Qualcomm is like AMD was for GPUs for like decades. Lots of announcements and people on the Internet are huge fans based on web pages they’ve read but if you try to make it work it’s a nightmare.
Snapdragon X Elite doesn’t work on Linux so it’s a pointless platform. Enthusiasts have made M1 work better. Literally have old Macs running rather than use Qualcomm.
Some distros still need extracting Qualcomm firmware from Windows to get Linux to work properly. Audio remains a challenge, like x86 Linux decades ago. Apparently camera stuff works these days but produces images of subpar quality.
These issues also occur on normal Linux. My experience with my Lenovo+Intel laptop was that it took three months after release for the firmware to work properly (and the Nvidia drivers took much longer, but that's my fault for buying something containing Nvidia hardware). Intel managed to do what Qualcomm did in months rather than years.
I hope Qualcomm finally sorts this shit out, I really do, but with the prices of computers these days, I'm going to need to see quite the discount before I'll consider buying anything with a Snapdragon.
My experience (wanted to use x13s as daily sriver) is that there was good progress for about a year, until jhovold was leading the charge, but something expired and qualcom as far as i can tell forgot that some progress should happen on x1 and x8c as well as x2.

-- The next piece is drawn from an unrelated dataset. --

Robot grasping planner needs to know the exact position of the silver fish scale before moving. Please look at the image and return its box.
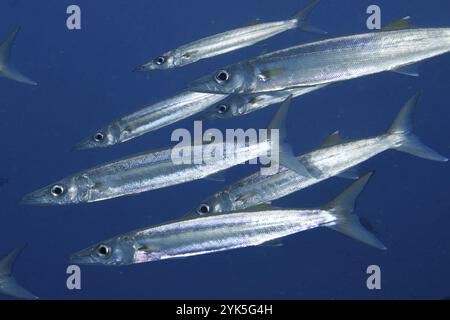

And I know a lot of that lies on the vendors, but it does feel unfortunate (from a standardisation/conformance/certification point of view) that Windows requiring it doesn’t make it easy to boot other OSes!
They could have had a 128core arm chip by now.
There's also the whole giant trillion dollar company doesn't want to invest and let small ideas grow. They only focus on things that move the needle, which isn't much at the size.
Had Microsoft executed and invested, they could have made a come back imo in both search, mobile & hardware. Unfortunately major lack of leadership or they just don't want those areas.
Qualcomm are trying harder now it seems. But it will take time to repair their reputation in the PC market.
Tuxedo computers tried and didn't succeed either.
I will never buy Qualcomm again. I avoid them on phones as well by just buying Apple. They do not support their hardware beyond the release.
To each their own, but I don't recall Apple ever mainlining any of their drivers on Linux. You're rightfully angry on the laptop side of things, but Apple is much worse than Qualcomm when it comes to open source support for their phones.
Qualcomm probably shouldn't have promised Linux support in the first place. Everyone seems to love Apple's hardware even though you're practically stuck with macOS. Had Qualcomm just stuck to Windows-only, they would've probably received a much better reception by the tech press.
Not really, the 1st. iteration got stuck in legal land and other delays.
https://discourse.ubuntu.com/t/ubuntu-concept-snapdragon-x-e...
Strix Halo is 16 cores. Intel Core Ultra 9 285HX is 24. Apple is 18. Qualcomm is something similar too but I can’t recall. NVIDIA is 20.
Until you get to threadripper/epyc or Xeon territories (completely different form factors and TDPs) the arm chips are ahead on both power and perf than the x86. And even when you get to those areas, arm is equivalent or out performs them as can be seen by the recent neoverse x3 and Vera benchmarks.
outside of anything else, amdahls law means that as the parallel performance grows, we become _more_ limited by the inherently serial code, and thus single core performance, not less.
Given that single core performance is "harder" (can't just throw more cores/sockets at the problem), it's also critically important.
Because that't the only part this chip excels.
People are comparing apples with oranges since ages.
I'll wait for the 365 AI Ultimate Professional Enterprise Edition: Origins version
Is there a desktop version ? For real work ?
Technically speaking, Qualcomm acquired Nuvia, which is where this came from and that company came from ex-Apple engineers wanting to do what Apple said no for their chips.
So it's almost same CPU design (origins).